Ben Vyshedskiy is a student at the University of Cambridge and an intern at the Pinello Lab. He has a strong background in bioinformatics and statistics with previous computational biology internships at HMS and Verve therapeutics.
Luca Pinello is an Associate Professor at Massachusetts General Hospital and Harvard Medical School and an Associate Member of the Broad Institute. His lab is focused on developing computational and machine learning tools to understand gene regulation and in support of genome editing and genomics assays.
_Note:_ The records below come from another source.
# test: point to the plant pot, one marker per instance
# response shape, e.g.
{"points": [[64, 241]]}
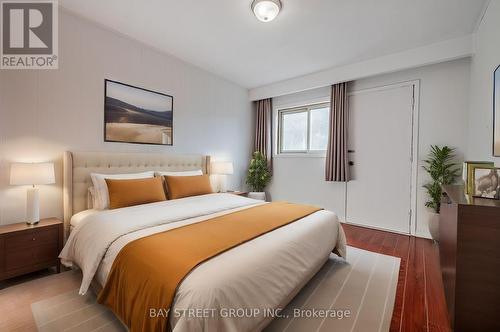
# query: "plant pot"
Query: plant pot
{"points": [[257, 195], [434, 226]]}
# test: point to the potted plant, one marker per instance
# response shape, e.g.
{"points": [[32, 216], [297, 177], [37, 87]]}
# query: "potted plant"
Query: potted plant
{"points": [[443, 170], [258, 176]]}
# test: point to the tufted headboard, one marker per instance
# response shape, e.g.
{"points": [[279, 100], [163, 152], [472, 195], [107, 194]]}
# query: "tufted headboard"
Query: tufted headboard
{"points": [[79, 165]]}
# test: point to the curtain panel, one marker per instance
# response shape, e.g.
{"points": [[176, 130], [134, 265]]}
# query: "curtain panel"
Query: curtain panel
{"points": [[337, 161], [263, 129]]}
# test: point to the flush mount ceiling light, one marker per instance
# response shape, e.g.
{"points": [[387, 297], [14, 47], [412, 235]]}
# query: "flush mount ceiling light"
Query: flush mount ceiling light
{"points": [[266, 10]]}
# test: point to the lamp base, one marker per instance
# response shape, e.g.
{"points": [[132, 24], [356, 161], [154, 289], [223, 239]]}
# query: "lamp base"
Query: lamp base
{"points": [[32, 206]]}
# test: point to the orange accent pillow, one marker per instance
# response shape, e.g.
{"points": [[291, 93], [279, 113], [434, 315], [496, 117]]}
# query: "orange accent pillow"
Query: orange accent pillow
{"points": [[185, 186], [123, 193]]}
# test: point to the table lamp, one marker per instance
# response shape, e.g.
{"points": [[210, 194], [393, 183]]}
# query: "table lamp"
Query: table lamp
{"points": [[222, 168], [32, 174]]}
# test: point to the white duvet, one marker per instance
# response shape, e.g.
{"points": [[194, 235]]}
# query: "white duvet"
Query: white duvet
{"points": [[238, 286]]}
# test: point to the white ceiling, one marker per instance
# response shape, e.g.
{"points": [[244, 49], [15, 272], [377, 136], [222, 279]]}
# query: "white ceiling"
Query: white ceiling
{"points": [[223, 36]]}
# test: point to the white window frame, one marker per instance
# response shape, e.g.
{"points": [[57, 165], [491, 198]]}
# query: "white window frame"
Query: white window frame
{"points": [[299, 109]]}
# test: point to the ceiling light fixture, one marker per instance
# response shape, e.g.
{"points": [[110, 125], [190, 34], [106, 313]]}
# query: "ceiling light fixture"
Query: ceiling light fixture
{"points": [[266, 10]]}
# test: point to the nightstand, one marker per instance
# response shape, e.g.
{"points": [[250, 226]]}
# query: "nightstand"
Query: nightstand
{"points": [[238, 193], [28, 248]]}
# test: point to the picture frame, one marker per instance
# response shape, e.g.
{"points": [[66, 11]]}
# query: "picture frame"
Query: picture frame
{"points": [[486, 182], [137, 115], [496, 112], [468, 173]]}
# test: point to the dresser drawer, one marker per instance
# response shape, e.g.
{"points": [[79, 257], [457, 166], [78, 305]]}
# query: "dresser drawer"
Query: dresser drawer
{"points": [[28, 239], [31, 256]]}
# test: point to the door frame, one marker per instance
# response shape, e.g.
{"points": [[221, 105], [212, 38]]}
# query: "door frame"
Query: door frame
{"points": [[412, 214]]}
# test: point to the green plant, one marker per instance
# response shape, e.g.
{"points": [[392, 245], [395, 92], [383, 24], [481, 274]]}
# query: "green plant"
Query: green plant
{"points": [[443, 170], [258, 173]]}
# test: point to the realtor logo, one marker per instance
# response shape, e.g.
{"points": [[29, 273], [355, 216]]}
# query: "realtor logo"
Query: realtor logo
{"points": [[29, 35]]}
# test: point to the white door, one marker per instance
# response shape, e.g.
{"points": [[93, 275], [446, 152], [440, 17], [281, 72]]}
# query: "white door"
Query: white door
{"points": [[380, 148]]}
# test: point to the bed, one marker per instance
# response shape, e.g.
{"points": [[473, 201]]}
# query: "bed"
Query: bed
{"points": [[258, 276]]}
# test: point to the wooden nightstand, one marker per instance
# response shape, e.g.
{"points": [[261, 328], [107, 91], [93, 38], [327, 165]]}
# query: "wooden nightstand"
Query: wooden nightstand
{"points": [[238, 193], [25, 248]]}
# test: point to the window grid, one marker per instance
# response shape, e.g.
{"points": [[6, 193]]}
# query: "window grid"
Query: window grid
{"points": [[302, 109]]}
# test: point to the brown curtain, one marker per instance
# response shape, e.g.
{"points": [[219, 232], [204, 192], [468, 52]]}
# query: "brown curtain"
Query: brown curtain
{"points": [[263, 128], [337, 162]]}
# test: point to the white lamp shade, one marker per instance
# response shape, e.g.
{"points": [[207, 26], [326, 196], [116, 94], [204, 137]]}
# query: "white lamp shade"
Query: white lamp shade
{"points": [[222, 168], [31, 174]]}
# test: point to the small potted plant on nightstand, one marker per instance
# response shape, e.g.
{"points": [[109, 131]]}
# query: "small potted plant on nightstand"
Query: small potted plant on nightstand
{"points": [[258, 176], [443, 170]]}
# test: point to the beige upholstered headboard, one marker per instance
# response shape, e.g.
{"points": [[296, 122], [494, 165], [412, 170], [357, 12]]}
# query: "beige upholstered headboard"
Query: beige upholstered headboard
{"points": [[79, 165]]}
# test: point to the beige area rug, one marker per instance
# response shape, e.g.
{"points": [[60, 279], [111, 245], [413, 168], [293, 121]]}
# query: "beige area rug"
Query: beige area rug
{"points": [[357, 295]]}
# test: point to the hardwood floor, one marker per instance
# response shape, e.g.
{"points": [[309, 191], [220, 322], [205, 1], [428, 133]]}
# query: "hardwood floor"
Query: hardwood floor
{"points": [[420, 302]]}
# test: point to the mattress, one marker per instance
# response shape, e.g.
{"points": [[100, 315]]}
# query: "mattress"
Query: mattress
{"points": [[259, 275]]}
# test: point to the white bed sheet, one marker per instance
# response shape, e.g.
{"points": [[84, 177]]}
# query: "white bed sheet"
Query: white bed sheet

Receiving this prize will be transformative for this project since it will enable us to secure important resources and give visibility to an underappreciated problem. To ensure the success of our project if given the prize we have addressed several key considerations. First, we have secured access to the necessary genomic datasets from the AoU Research Program and gnomAD, along with the cancer driver mutation data from Mendeley Data. Second, recognizing the computational intensity of running CRISPRme analyses on extensive datasets we have arranged for adequate computational infrastructure. Our team possesses the requisite expertise in bioinformatics, genomics, computing infrastructure and the utilization of CRISPRme, enabling efficient data processing and analysis. We have and will continue to strictly adhere to all guidelines to protect participant confidentiality. These considerations ensure that the project is well-prepared to achieve its objectives.